Healthy Cities and Streets - Review Questions
As you watch the video, you can browse by subject using the course outline and timestamps below. As you progress through the units, you can use the below optional (ungraded) questions to help assess your understanding of the material. Please note that these are not the summative assessment questions to be answered at the end of the course. You will also need to complete the summative assessment in order to earn course credit.
0:00: Introduction; Characteristics of Healthy Neighborhoods; Tenement Houses and New York City Reforms
Review: According to the book Transit Villages, approximately how far is the average person willing to prioritize walking over other forms of transportation to reach their destination?
1. Approximately one mile.
Incorrect. On average, people are reluctant to walk this far to a destination, and will begin relying on a car or bus.

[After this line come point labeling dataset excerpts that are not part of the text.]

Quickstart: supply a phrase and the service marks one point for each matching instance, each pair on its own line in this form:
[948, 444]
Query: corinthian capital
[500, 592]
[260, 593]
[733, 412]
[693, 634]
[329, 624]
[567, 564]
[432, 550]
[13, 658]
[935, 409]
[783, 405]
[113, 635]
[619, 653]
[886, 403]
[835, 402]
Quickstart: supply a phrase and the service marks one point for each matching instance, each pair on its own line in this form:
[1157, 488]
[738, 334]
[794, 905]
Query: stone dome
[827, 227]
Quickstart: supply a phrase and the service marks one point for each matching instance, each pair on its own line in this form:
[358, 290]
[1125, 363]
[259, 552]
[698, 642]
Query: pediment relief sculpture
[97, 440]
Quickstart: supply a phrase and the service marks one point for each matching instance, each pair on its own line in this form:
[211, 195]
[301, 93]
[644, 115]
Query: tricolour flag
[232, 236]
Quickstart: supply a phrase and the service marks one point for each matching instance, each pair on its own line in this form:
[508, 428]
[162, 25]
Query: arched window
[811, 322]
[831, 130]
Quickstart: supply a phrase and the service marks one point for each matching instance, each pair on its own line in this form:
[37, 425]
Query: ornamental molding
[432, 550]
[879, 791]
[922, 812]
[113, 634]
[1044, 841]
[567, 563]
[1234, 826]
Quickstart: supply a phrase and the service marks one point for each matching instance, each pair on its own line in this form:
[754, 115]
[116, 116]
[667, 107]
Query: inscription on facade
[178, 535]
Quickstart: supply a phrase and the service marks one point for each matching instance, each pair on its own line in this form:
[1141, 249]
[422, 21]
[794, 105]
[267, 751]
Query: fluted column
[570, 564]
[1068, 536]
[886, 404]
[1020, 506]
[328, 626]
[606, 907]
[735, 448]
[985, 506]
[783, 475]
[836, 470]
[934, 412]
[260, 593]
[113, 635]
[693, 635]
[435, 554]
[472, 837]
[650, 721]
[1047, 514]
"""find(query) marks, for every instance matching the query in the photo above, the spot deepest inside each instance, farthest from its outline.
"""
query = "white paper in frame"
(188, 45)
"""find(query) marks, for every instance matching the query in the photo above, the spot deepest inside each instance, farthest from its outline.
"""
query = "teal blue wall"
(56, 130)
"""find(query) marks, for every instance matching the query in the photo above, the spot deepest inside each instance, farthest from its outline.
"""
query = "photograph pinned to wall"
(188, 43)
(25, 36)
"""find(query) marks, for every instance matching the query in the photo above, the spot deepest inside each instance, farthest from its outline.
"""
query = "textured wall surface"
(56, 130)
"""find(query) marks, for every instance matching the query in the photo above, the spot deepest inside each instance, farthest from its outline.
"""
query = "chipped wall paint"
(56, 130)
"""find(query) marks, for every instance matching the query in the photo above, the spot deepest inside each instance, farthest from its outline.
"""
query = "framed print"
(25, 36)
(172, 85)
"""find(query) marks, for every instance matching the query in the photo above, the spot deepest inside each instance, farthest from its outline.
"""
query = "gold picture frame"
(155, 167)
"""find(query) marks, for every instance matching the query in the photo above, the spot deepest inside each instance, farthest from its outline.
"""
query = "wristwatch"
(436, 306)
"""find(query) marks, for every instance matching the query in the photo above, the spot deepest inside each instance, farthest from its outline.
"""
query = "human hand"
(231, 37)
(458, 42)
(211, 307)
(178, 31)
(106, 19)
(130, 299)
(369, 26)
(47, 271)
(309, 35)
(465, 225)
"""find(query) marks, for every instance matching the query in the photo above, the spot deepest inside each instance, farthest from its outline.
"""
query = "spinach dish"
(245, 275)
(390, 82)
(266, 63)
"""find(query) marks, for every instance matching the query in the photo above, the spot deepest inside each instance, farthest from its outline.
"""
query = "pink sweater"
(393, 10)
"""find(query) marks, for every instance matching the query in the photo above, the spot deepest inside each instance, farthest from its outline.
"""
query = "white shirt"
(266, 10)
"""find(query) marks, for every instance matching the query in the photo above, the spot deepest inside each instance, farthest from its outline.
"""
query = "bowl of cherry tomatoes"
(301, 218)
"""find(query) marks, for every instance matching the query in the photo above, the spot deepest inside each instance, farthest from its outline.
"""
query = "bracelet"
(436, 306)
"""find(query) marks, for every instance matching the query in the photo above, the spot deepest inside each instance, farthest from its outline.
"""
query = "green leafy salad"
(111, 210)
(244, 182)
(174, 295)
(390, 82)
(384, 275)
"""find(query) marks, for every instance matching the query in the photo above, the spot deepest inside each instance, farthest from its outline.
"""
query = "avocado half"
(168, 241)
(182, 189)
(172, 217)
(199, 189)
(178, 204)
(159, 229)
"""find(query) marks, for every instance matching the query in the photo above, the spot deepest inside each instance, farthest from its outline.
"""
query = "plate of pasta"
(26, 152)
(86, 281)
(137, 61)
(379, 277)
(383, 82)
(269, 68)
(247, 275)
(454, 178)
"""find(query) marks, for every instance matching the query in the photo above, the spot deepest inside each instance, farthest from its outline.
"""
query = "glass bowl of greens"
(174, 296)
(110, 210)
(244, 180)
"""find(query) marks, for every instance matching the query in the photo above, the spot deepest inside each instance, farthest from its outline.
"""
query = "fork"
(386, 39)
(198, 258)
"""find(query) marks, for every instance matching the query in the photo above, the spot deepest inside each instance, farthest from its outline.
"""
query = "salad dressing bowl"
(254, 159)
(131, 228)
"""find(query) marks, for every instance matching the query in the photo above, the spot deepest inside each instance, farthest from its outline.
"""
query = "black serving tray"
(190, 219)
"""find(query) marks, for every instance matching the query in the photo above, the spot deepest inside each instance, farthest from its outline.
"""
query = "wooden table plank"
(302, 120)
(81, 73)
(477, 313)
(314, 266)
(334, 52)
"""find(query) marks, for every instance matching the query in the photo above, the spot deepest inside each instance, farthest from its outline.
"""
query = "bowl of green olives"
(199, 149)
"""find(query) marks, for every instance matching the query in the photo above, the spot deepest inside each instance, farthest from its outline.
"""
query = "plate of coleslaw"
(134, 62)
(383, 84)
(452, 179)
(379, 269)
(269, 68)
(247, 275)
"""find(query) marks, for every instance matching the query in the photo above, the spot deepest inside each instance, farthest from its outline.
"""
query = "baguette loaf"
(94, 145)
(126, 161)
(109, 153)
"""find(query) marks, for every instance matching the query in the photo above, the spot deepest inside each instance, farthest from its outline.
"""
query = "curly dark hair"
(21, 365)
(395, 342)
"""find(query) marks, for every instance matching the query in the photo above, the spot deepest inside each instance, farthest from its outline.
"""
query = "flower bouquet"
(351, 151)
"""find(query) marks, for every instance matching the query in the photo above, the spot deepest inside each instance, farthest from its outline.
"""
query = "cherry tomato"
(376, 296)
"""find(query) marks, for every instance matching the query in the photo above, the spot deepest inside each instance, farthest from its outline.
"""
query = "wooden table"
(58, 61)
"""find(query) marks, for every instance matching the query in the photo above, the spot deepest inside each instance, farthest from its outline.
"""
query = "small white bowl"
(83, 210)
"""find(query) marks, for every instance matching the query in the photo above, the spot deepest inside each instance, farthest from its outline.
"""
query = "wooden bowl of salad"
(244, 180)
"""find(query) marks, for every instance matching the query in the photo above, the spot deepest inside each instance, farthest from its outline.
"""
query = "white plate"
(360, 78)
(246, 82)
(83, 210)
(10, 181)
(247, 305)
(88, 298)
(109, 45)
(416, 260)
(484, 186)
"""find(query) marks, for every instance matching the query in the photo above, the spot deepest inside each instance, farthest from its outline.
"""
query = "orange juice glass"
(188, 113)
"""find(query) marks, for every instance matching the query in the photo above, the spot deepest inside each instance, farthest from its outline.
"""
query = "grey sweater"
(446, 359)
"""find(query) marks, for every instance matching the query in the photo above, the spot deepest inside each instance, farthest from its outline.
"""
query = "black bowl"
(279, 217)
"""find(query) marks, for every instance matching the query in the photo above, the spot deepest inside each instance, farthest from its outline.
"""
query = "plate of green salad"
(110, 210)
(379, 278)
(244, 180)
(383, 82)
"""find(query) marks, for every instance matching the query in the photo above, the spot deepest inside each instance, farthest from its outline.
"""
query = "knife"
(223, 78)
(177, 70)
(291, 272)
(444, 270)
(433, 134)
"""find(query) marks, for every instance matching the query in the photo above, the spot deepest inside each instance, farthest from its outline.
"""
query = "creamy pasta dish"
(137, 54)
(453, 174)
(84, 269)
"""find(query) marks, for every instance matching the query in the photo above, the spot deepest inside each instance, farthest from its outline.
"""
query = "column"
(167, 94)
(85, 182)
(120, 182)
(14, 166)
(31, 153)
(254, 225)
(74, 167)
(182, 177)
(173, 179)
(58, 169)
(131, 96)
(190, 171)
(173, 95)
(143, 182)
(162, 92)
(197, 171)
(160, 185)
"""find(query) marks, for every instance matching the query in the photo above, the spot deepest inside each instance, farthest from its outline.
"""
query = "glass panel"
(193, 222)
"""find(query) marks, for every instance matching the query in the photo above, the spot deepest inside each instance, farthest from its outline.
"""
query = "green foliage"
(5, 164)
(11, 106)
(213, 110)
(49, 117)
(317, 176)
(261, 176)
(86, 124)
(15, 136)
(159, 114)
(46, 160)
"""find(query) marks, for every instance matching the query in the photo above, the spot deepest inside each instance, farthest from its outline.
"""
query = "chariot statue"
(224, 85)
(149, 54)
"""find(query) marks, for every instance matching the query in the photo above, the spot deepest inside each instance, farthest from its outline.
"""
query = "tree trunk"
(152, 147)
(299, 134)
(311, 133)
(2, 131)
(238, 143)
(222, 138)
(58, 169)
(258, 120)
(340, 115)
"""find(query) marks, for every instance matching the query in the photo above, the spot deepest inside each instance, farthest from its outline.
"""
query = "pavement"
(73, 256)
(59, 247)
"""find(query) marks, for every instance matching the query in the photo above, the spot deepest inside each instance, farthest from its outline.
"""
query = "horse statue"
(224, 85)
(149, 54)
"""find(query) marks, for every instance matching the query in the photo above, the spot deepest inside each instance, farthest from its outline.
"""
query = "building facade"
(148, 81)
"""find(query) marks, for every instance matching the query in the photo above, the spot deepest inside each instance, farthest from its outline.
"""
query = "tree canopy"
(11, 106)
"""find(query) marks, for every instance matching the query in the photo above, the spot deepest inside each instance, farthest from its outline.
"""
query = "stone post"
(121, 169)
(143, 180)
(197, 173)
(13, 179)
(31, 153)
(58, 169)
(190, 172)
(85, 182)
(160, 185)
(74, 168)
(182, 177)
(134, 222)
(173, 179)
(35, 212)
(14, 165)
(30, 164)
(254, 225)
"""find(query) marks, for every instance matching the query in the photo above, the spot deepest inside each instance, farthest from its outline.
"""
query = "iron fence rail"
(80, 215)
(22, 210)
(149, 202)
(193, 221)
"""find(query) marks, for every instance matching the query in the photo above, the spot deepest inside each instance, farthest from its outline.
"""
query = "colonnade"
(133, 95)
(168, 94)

Consider different cities and towns, and whether people will be willing to walk to standard destinations such as the grocery store from where they live.
2. Approximately half a mile.
Correct! Consider different cities and towns, and whether people will be willing to walk to standard destinations such as the grocery store from where they live based on this figure.
3. Approximately a quarter of a mile.
Incorrect. This is not the figure cited in this particular study – however, compare this to the ideas of Clarence Perry. Is it in fact better to have daily facilities accessible within this shorter distance?
22:35: Roadways and Traffic
Review:An important example of a successful campaign to preserve local character in New York City with regards to healthy environments and local character was:
1. The West Side Highway.
Incorrect. While there were objections to the construction of the West Side Highway, and its path to completion was an interesting one, the highway was built and the objections were largely not to do with issues of local character.
2. The George Washington Bridge.
Incorrect. Incorrect. While there were some concerns about damage to Fort Washington Park, the construction of the bridge was not especially controversial.
3. Washington Square Park.
Correct! Jane Jacobs famously campaigned against Robert Moses’s plan to have Fifth Avenue run through Washington Square Park. The campaign was effective in preserving local character.
33:33: Green Space and Hierarchy
Review: Which of these is NOT an argument for buildings in a city to form a continuous public edge?
1. It helps users of the space to mentally parse the space.
Incorrect. A continuous public edge to the city creates a less stressful viewing experience as it makes the space feel safer and more contained.
2. It encourages a walkable and engaging environment for day to day facilities.
Incorrect. Higher density does encourage walkability as it allows more day to day facilities to be accessible in a smaller amount of time.
3. It makes park space further away for the average resident, encouraging more walking as part of daily exercise.
Correct! Creating a continuous public edge does not necessarily go hand in hand with lesser park space; in fact, as with other necessarily facilities, park space should ideally still be within a short walking distance from all homes, which helps to encourage overall walking and park usage.